U.S. House lawmakers introduced a bipartisan bill aimed at reducing dependence on China for rare earths used in everything from electric vehicles to missiles to wind turbines.
The legislation co-authored by Republican Lance Gooden and Democrat Vicente Gonzalez, both of Texas, is similar to that introduced in May by Senator Ted Cruz. The measure would give tax incentives for companies involved in the mining, reclaiming and recycling of critical minerals and metals from deposits in the U.S.
The bill is part of a push in Congress to shift supply chains, particularly in industries critical for national defense, away from China and back toward the U.S. The effort has drawn broad support from domestic rare-earth companies.

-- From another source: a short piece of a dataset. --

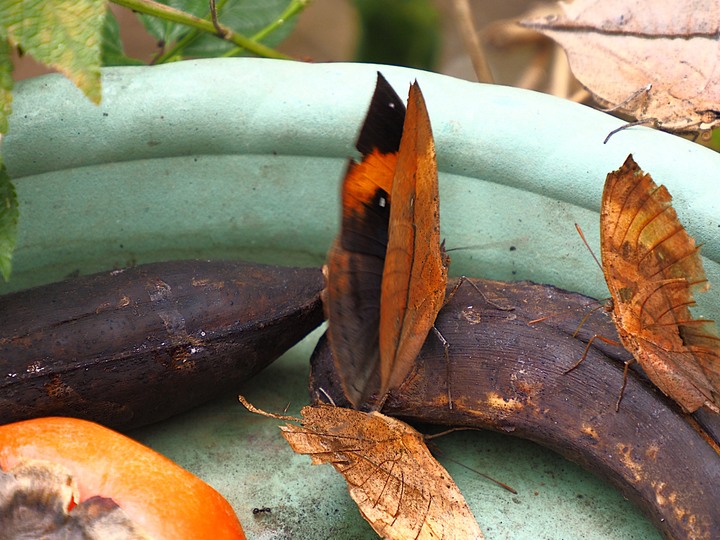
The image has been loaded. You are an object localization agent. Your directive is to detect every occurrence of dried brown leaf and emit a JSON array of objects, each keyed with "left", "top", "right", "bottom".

“The tax incentive seeks to level the playing field with regard to the subsidies China provides from mine to magnet,” Pini Althaus, chief executive officer of USA Rare Earth, which is developing the Round Top Mountain deposit in Texas, said in a phone interview. “It would significantly improve the bottom line of any domestic rare earth project.”
Althaus also said the House measure reduces the potential for China to dissuade investment in U.S.-based rare earth projects and supply chains, because those businesses will be better able to compete.
Rare earths — a group of 17 elements used in high-tech and military applications — gained greater attention in the U.S. last year amid concern that China would limit shipments as a trade war between the two countries escalated. President Donald Trump last year ordered the Defense Department to spur production of rare-earth magnets.
The legislation “lowers the cost of capital, which is the goal because China has lowered the cost of capital for their sector, and our sector needs to be able to compete,” Jim Litinsky, the incoming CEO of MP Materials, currently the sole U.S. miner of the minerals, said in a phone interview. “It’s probably the one thing I’ve seen everyone get behind.”
Republicans Will Hurd, Roger Williams, Pete Olson and Randy Weber, as well as Democrat Henry Cuellar, are co-sponsors of the bill. All are Texas representatives.